Dan Boudreau, who helped plan the menu, said the owner Ronnie Zold has actually been smoking meat at the restaurant for a year, but he recently expanded the restaurant to include a larger smokehouse that he can run every day.
“He was using an older smoker, but just got a new seven-foot smoker that runs on wood, charcoal and natural gas,” Boudrea said. “So our menu will feature our smokehouse menu items every day.”
Prior to buying the larger smoker, Zold was only able to smoke meat on Saturday.
“The trick to really good barbecue and smoking meat — and it’s really a craft — is practice and learning from failing,” Boudreau said. “You have to go slow and you have to have the right piece of meat.

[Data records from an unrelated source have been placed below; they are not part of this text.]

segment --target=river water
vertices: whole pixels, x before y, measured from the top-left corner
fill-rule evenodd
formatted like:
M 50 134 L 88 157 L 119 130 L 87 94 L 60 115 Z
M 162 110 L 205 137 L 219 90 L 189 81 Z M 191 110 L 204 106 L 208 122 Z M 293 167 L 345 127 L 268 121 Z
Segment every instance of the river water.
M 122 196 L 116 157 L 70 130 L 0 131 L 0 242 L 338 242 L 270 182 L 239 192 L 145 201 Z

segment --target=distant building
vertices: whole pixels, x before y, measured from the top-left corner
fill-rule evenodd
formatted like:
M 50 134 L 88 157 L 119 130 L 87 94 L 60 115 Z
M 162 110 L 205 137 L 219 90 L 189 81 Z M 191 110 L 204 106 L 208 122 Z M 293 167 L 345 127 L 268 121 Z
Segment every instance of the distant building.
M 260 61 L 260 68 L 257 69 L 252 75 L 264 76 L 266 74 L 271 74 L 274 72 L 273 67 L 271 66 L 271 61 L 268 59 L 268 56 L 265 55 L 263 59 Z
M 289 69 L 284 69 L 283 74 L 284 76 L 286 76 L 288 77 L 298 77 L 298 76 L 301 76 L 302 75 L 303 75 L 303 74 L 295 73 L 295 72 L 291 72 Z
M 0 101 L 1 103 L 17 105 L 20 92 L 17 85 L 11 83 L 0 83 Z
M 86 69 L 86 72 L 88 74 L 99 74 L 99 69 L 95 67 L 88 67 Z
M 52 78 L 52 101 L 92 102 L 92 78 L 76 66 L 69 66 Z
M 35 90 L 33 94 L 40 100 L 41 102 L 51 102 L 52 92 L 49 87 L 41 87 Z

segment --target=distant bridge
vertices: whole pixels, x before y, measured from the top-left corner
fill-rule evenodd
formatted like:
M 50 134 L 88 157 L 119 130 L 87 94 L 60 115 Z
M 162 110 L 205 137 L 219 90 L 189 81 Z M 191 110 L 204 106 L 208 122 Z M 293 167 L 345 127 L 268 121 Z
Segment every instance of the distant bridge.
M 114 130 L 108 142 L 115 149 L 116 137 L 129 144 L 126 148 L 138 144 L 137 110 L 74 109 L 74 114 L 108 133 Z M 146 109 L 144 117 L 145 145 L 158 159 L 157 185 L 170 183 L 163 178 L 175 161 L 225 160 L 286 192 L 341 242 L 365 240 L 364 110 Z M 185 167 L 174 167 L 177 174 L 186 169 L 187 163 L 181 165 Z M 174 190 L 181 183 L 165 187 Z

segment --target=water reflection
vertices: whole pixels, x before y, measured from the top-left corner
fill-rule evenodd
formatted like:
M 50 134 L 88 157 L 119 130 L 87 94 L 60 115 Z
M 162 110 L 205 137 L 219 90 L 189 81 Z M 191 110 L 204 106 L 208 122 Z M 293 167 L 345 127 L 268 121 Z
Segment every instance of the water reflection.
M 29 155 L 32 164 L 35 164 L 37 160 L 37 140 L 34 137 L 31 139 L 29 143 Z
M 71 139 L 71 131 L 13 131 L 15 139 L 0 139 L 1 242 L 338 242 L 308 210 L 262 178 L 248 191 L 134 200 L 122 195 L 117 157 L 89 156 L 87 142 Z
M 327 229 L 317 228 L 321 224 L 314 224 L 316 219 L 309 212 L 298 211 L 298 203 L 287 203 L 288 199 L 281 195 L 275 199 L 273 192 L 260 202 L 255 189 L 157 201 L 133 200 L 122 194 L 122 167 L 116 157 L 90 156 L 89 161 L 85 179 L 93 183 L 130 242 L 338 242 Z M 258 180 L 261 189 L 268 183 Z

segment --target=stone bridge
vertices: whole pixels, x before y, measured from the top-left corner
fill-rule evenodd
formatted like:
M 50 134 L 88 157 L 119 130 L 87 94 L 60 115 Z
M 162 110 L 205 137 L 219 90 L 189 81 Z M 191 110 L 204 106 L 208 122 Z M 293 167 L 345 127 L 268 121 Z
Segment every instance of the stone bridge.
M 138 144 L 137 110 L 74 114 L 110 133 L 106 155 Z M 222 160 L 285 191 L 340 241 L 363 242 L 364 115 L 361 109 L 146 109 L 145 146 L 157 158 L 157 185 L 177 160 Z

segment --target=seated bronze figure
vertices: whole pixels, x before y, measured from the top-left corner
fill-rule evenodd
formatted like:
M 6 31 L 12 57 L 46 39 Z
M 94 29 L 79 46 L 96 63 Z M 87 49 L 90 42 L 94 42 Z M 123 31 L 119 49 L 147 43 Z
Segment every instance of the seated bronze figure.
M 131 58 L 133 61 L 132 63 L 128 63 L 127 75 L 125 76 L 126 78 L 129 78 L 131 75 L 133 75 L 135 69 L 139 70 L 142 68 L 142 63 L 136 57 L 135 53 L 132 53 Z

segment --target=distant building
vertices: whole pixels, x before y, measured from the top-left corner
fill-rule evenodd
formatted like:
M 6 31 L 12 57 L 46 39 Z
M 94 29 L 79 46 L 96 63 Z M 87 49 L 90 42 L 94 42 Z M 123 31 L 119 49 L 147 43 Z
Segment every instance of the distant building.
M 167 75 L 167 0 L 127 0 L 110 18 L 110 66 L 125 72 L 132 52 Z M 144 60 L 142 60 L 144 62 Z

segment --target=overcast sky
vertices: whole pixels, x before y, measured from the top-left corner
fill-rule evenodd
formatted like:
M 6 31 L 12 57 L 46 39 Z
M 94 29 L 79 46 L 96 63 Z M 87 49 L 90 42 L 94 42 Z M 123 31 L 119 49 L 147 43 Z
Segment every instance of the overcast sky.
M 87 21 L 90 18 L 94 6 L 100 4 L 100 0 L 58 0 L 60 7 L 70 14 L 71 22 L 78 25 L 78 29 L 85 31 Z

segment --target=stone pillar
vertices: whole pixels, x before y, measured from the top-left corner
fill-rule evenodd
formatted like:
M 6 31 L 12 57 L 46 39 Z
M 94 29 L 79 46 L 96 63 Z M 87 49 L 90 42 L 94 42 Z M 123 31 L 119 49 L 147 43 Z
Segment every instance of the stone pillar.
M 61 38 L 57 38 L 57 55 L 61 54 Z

It has to be a good cut.”
The menu reflects what the restaurant has learned to do well and fits into a niche of items people wouldn’t ordinarily make for themselves at home. Featured sandwiches include: corned beef, Reubens, smokehouse pork, beef brisket and smokehouse chicken. They will also offer several types of nacho plates including buffalo chicken nachos, sweet potato BBQ nachos, smokehouse nachos, and Irish Nachos.
“We wanted to offer something that was a little harder to find and we know there aren’t that many smokehouses in the area,” Boudreau said. “The menu is smokehouse, grill, American, but still mid-scale tavern fare.”